Update from the VOID
Feb. 20th, 2023 01:15 pm![[personal profile]](https://www.dreamwidth.org/img/silk/identity/user.png)
Keeping it short because it's medication time:
I got a diagnosis of Interstitial Cystitis, which is literally also known as painful bladder syndrome
My family has admitted to an actual abuse conspiracy, the fallout of which has caused a NEW eruption of PTSD
My ankle's healed but I lost my immune system in the chaos that was briefly dying
and I'm filing for disability.
I got a diagnosis of Interstitial Cystitis, which is literally also known as painful bladder syndrome
My family has admitted to an actual abuse conspiracy, the fallout of which has caused a NEW eruption of PTSD
My ankle's healed but I lost my immune system in the chaos that was briefly dying
and I'm filing for disability.
no subject
Date: 2023-02-20 08:34 pm (UTC)It's a shame he can't cast some of those health issues into the void.
O Exdeath, where for art thou?
(Also does this abuse conspiracy involve the ever so pleasant stepmother?)
I distinctly remember answering this yesterday but DW ate it I think
Date: 2023-02-22 08:28 pm (UTC)So here's how it worked out: after my mom died, I got shuffled around different houses, because my dad kinda fucked off into the sunset temporarily (I mean, neither of us handled that well but). At some point someone, who I later found out turned out to actually be my grandmother, actually had a plan to basically beat and gaslight me into what they wanted me to be. There was a lot of physical abuse, and after a point, I started to take a couple of knives with me to keep under the mattress. (Found out she did this too later but for me it was damn self-defense--this is a woman who decided that since I wasn't doing what she wanted me to do, she'd crack me upside the head with a broom that had a solid wood handle, which split up the middle when she busted me in the head with it.)
...she kept that fucking broom. As a threat.
Everyone else having a crack at me one way or another was also allowed.

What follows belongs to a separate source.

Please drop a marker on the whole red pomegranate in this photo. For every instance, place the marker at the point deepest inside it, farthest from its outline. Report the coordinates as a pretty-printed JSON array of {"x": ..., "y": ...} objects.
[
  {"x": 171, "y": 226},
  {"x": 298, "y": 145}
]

Needless to say this fucked with my head, I wound up with severe depression, and I needed help. They refused to help me get help. It took the guidance counselors noticing that A) I was miserable, and B) I had a concerning number of bruises being covered by long pants and long sleeves. And even after they DID get me help that got stopped right away because psych meds are 'white people shit' and how dare I bring that into the house? Why not just get JESUS about it? Why not TRY fitting in? Why not TRY to be better?
They told me I was hard to handle and they thought this would help.
Bro I was a depressed autistic trans teenager with no friends and no social life. OF COURSE it wasn't going to help.